Among the 128 (91.4%) patients not detected by screening, 44 (34.4%) did not exhibit a preoperative suspicion of MTC, since FNAC was either negative for MTC or not requested and serum CT determination was not performed. FNAC and serum CT assay sensitivities were 51.3% and 98.7%, respectively. Patients with a negative FNAC for MTC (58 cases) had cytological findings reported as non-diagnostic in 6 cases, benign in 13 cases and suspicious for a different tumor in 39 cases. In total, 129 (92.1%) patients were subjected to surgery, and total thyroidectomy with cervical lymph node clearance was performed in 72 cases (level VI in 6 of them), while total thyroidectomy was performed in 5 patients and hemithyroidectomy in 6 patients. Of the remaining 11 patients, 7 underwent palliative surgery, while 4 were not operated due to advanced disease. Neck radiotherapy was performed in 21 (15.0%) patients, with a palliative intention in 18 cases and in an adjuvant setting in 3 patients. Of the patients with advanced disease, 9 (6.4%) were treated with classic chemotherapy and/or off-label kinase inhibitors. The histological characteristics of the patients are presented in Table I. Somatic mutations in the RET, Ras and B-Raf genes were evaluated in 53 patients, and the results were previously published by Moura et al (10,11).
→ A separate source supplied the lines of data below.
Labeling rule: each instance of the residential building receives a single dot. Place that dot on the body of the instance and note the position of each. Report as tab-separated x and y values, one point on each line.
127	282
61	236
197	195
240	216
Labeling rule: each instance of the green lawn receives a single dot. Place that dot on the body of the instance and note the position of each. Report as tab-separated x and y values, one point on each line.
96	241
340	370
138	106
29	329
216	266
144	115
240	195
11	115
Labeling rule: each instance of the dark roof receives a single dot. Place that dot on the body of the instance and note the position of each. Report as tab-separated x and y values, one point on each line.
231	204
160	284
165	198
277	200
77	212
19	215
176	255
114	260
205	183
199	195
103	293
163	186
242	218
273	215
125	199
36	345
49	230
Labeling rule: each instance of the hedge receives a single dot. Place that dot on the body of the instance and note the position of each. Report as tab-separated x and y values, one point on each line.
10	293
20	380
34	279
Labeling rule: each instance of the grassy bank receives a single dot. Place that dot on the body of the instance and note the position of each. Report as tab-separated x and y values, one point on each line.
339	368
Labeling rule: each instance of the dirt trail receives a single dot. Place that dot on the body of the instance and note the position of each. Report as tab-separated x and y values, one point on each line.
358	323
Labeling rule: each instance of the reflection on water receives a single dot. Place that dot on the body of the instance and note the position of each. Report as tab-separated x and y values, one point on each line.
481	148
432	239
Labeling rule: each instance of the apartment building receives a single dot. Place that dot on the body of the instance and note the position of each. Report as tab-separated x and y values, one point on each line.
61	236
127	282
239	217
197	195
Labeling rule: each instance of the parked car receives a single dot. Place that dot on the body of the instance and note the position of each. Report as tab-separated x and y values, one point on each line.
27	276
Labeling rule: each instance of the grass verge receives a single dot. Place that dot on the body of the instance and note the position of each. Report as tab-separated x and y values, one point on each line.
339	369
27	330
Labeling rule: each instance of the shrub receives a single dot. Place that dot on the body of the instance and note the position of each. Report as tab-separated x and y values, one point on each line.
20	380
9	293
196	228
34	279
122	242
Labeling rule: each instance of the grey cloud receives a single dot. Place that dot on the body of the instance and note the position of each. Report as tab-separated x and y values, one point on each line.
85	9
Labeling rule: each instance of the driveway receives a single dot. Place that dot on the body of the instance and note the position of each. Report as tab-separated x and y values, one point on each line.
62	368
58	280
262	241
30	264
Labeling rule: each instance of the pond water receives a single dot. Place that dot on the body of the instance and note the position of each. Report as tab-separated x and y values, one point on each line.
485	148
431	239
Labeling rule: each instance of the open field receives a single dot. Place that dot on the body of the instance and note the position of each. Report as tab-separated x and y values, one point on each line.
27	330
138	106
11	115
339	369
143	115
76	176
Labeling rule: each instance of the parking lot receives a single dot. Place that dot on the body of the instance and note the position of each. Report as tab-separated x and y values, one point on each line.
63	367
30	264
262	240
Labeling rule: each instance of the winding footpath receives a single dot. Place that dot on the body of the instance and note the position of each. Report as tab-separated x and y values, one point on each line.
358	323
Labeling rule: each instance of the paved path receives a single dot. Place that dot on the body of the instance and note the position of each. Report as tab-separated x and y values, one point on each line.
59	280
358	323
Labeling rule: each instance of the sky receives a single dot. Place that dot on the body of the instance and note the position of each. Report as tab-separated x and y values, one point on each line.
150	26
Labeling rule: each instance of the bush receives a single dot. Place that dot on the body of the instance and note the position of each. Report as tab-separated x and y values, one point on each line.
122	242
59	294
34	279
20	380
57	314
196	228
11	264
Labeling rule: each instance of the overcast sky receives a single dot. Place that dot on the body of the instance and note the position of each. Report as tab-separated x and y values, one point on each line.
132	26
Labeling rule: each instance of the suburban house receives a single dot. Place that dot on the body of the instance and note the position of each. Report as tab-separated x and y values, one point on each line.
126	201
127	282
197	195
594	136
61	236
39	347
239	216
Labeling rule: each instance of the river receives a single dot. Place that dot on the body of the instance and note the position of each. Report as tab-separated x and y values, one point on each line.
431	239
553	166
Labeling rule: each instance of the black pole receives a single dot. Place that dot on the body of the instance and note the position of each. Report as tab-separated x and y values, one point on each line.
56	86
Staging at diagnosis was possible in 120 patients (Fig. 1), and demonstrated that 23 (19.2%) patients were in stage I, 18 (15.0%) in stage II, 12 (10.0%) in stage III and 67 (55.8%) in stage IV (of which, 42 were in stage IVA, 11 in stage IVB and 14 in stage IVC) (P<0.05). The majority of the sporadic cases [72 (68.6%)] and all familial index cases presented with advanced stage (III–IV) whilst 72.7% (8 patients) of familial cases, detected by screening, were diagnosed at early stages of disease (stages I and II) (P=0.008). Among 116 patients with serum CT evaluation following primary surgery, BC was achieved in 46 patients (39.7%). Of these, only 3 patients (6.5%) relapsed, 1 of them with biochemical recurrence and 2 with recurrence in the thyroidectomy surgical bed.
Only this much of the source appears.